Living in Between: Organisational Identity in Relocated Russian Technology Companies After 2022

Anastasia Evstigneeva

Anastasia Evstigneeva

Anastasia Evstigneeva is an organisational consultant and executive coach PCC (ICF) based in Lisbon, Portugal. She works with founders, leaders and teams, integrating executive coaching, psychoanalytic business consulting and systems psychodynamic thinking. Prior to establishing her consulting practice, Anastasia spent 15 years in business development and leadership roles within international banking and fintech. She holds a Master's degree in Psychoanalytic Business Consulting from the Higher School of Economics (Moscow) and is a member of the International Society for the Psychoanalytic Study of Organizations (ISPSO) and the Psychoanalytical Coaching and Business Consulting Association (Russia).

Abstract

Following Russia’s invasion of Ukraine and the mobilisation announced in September 2022, many Russian technology companies relocated employees, established operations across multiple countries and continued operating under conditions of significant uncertainty. While much attention has been given to the logistical, legal and strategic challenges of relocation, less attention has been paid to its longer-term organisational and psychological consequences.

This paper explores how organisational identity is affected when companies undergo rapid relocation while simultaneously adapting to new environments, hiring across countries and maintaining business growth. Rather than focusing on relocation as a discrete event, the paper examines the organisational dynamics that continue to unfold several years later.

Drawing on an initial organisational case and the early stages of an exploratory study informed by organisational consulting observations and interviews with founders and HR leaders, the paper investigates how relocated Russian technology companies experience and respond to disruption following the events of 2022.

Early observations suggest that relocation may represent more than a geographical transition. It can disrupt established sources of organisational identity, including shared history, cultural practices, informal relationships and collective narratives. At the same time, organisations often remain under pressure to adapt, expand and continue operating, leaving limited space for collective reflection on what has been lost, preserved or transformed.

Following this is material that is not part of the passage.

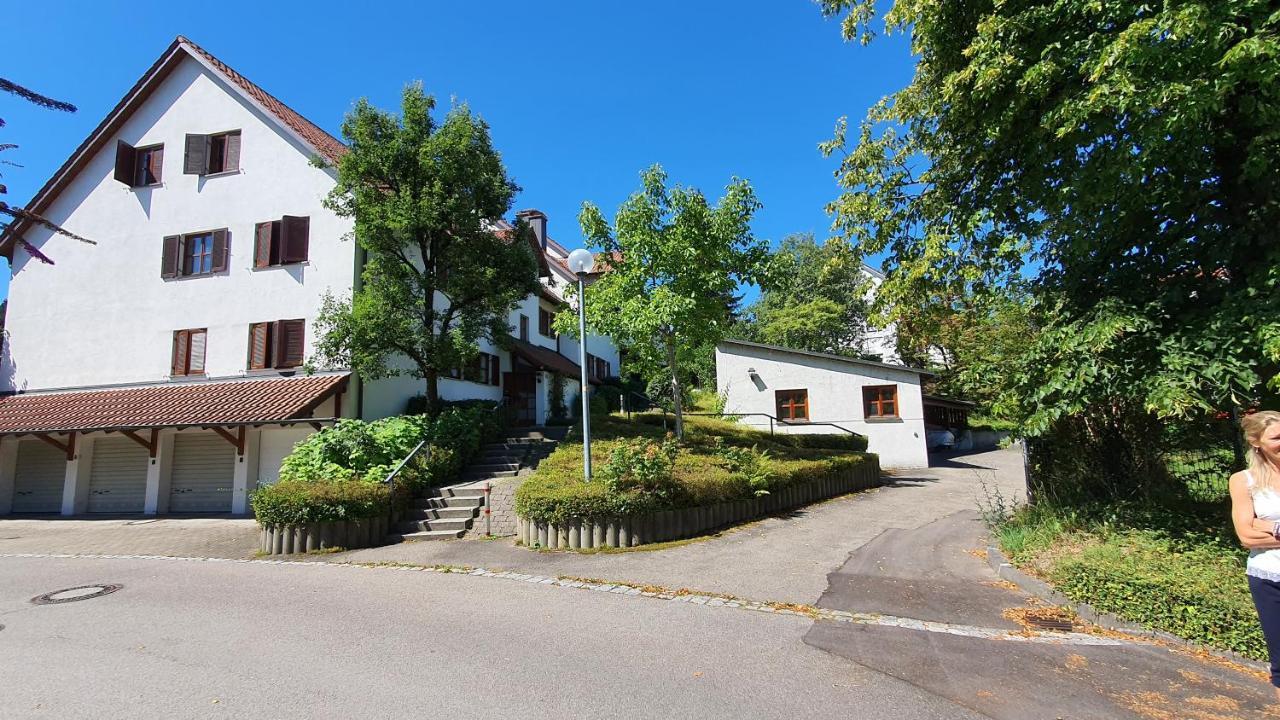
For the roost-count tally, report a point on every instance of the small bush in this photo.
(293, 502)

A number of themes are beginning to emerge in the study. These include fragmentation between established and newly hired employees, growing distance between leadership and teams, the redistribution of emotional containment towards founders and people functions and forms of organisational hyperactivity that support adaptation while potentially postponing engagement with questions of identity. In some cases, organisations also appear to assume responsibilities extending beyond traditional employment relationships, creating new patterns of loyalty, dependency and expectations.

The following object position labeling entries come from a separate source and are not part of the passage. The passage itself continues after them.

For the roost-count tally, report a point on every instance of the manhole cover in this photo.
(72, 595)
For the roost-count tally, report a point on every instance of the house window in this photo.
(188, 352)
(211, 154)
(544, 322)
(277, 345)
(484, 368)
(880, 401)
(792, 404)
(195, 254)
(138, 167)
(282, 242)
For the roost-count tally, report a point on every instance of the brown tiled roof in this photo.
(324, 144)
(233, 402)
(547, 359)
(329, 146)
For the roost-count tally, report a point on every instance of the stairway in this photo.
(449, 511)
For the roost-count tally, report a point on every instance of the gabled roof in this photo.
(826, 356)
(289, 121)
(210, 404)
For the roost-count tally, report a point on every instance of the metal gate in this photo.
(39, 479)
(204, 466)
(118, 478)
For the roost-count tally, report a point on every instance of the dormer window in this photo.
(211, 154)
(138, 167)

The paper proposes that some relocated organisations may enter a prolonged state of “living in between” - no longer fully held by their previous identity while a new collective identity has yet to emerge. Rather than viewing relocation as a completed event, the paper considers it as an ongoing organisational process whose psychological consequences may continue long after operational adaptation has been achieved.

The paper discusses implications for organisational identity, leadership, containment and organisational adaptation in conditions of prolonged geopolitical turbulence.